Pheromones
Have you ever wondered why some people appears more sexually attractive and seductive than others, especially when you get closer to them? Scientists explain that all mammals secrete a chemical substance, called pheromones that is responsible for sexual attraction.
What Should You Know About Pheromones?
Sense of smell is the principal factor that stimulates intuitive responses in animals, and help them in deciding how to react to predators, rivals and potential mates. Kazushige Touhara is a professor at the University of Tokyo's Graduate School of Agricultural and Life Sciences in Japan. Prof. Touhara and his team conducted a research on mice to analyze how male pheromones intensify sexual behavior in females.
Prof. touhara suggested that chemicals, more specifically odors can have a remarkable influence on the instinctive behaviors of animals, even on the first interaction. It is assumed that there are certain neural mechanisms that connects important sensory information to the relevant behavioral centers located inside the brain. Studying this mechanism can be helpful to understandthe reproductive behavior in humans.
The research team focused on exocrine gland-secreting peptide 1 (ESP1), a male pheromone which has been previously indicated as a stimulator of sexual behavior in female mice and aggressive behavior in male mice.
ESP1 is perhaps the only chemical that connects with a single receptor. This one to one contact makes it standout among other pheromones for study and research purposes.
To observe transmittance of ESP1 signals in to the brain, researchers virally infected ESP1 receptor neurons and marked them with fluorescent proteins. Observations indicated that the transfer of signals in to amygdala was different in male and female mice. Amygdala is a component of brain’s limbic system, respons
ible for emotional behaviors and incitements. A sub-area within the amygdala functions as a switch that transmits ESP1 information to various parts of hypothalamus, according to the gender of mice. In male mice, the signals are transferred from peripheral receptive organ to the motor-regulating midbrain, through amygdala-hypothalamus axis. Whereas in females, the sexual behavior was regulated through a different pathway from hypothalamus to the midbrain.
Hypothalamus is a part of brain that releases hormones to regulate numerous body functions such as, sexual drive, mood, thirst, hunger, sleep and body temperature.
The research study also suggested that activation of ESP1 receptor neurons in hypothalamus even in the absence of ESP1 can elevate sexual activity in female mice.
ESP1 And Predator Neurons
To identify the response of receptor neurons against a predator cue signal, researches introduced skin of a snake in the brain's dorsal ventromedial hypothalamus, an area linked to the defensive behavior. No significant change was observed in the sexual behavior after the stimulation of neurons (in reaction to the predator cue signals). This finding suggests that ESP1 and predator cue neurons are two different neurons and only ESP1 is responsible for sexual attitude in female mice.
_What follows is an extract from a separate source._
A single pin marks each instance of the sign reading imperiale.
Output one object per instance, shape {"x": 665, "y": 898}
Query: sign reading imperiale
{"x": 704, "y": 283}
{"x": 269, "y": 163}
Although, this research gives a basic idea about how brain circuits turn chemical signaling into sexual and aggressive behaviors in female and male mice, respectively but, an extensive study is required to better understand working and regulation of female sexual behavior. To be specific, a deeper research may provide a strategy to turn male pheromones into sexual retaliation from females. It may also help in determining the sexual dysfunction.
References
- Hattori, T., Osakada, T., Matsumoto, A., Matsuo, N., Haga-Yamanaka, S., Nishida, T., ... & Kikusui, T. (2016). Self-exposure to the male pheromone ESP1 enhances male aggressiveness in mice. Current biology, 26(9), 1229-1234.
- Yoshinaga, S., Sato, T., Hirakane, M., Esaki, K., Hamaguchi, T., Haga-Yamanaka, S., ... & Terasawa, H. (2013). Structure of the mouse sex peptide pheromone ESP1 reveals a molecular basis for specific binding to the class C G-protein-coupled vomeronasal receptor. Journal of Biological Chemistry, 288(22), 16064-16072.